Finalement, le colloque s’est achevé sur une série de décisions dont voici quelques unes : tout d’abord, nous nous retrouverons à nouveau en mai 2017 pour un nouveau colloque. Entre temps, certains participants auront produit un livre qui rassemblera des initiatives relatives à l’enseignement. Le partage des expériences sera au bénéfice de tous. Surtout  chacun d’entre nous aura commencé à soumettre des articles scientifiques au journal de gastronomie moléculaire (International Journal of Molecular Gastronomy), un journal en ligne, gratuit pour les auteurs et les lecteurs,  mais sans céder un pouce sur la rigueur du procédé d’évaluation. En revanche, le comité éditorial fera un premier passage pour améliorer les manuscrits, qui seront envoyés de façon complètement anonyme aux rapporteurs. Pour ces textes, on insistera sur la partie des "Matériels et méthodes", souvent sacrifiés aujourd’hui par manque de place dans les journaux scientifiques, et l'on adoptera une position nouvelle par rapport aux discussions des résultats : les discussions feront l’objet d’une partie séparée des résultats avec la possibilité pour les rapporteurs de présenter leur propre interprétation, ce qui évitera des discussions classiques qui n’ont pas lieu d’être dans les revues organisées autrement. 

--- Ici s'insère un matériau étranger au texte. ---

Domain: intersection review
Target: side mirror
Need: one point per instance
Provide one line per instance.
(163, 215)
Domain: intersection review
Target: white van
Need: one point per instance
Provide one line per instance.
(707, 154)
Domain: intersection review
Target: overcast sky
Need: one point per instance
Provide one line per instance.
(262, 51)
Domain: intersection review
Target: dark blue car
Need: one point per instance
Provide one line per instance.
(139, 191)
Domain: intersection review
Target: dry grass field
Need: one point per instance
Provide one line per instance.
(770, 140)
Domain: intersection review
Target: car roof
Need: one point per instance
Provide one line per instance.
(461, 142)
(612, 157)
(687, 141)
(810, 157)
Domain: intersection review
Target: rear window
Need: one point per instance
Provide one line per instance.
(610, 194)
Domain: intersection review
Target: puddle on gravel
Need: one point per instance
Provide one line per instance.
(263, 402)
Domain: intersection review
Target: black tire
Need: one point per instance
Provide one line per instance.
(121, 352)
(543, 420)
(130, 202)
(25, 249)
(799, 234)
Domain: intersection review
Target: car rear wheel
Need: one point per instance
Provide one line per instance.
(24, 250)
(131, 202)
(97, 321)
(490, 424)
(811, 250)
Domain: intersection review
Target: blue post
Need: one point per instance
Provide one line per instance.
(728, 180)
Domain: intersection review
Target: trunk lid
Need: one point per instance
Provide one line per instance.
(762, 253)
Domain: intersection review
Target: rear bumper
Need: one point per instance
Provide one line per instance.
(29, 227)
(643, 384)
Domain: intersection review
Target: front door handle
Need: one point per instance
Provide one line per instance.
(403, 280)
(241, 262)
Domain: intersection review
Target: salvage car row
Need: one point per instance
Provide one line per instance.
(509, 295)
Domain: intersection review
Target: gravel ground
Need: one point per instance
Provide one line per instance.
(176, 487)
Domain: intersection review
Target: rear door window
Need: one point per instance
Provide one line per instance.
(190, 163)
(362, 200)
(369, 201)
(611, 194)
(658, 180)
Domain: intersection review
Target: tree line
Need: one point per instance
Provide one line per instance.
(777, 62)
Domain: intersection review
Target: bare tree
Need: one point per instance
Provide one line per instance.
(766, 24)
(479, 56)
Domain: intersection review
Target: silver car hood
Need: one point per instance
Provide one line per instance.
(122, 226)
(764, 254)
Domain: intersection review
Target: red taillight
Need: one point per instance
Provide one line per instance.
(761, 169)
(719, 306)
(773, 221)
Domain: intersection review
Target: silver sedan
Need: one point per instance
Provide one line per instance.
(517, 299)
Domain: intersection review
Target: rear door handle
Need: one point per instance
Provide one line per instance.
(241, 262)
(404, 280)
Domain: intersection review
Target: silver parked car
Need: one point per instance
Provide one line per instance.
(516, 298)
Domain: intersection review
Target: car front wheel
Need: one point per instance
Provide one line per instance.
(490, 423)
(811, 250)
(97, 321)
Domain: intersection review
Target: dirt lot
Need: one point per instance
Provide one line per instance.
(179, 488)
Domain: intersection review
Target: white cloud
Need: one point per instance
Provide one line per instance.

Le fait que ce journal soit en ligne permet beaucoup plus de flexibilité et conduira immanquablement à une amélioration des processus de publication et d’évaluation par les pairs,  ce qui est la condition de la publication de résultats de grande qualité. 

Il y a eu bien d’autres décisions prises lors de la séance de conclusion de notre colloque, mais je les réserve pour une autre fois.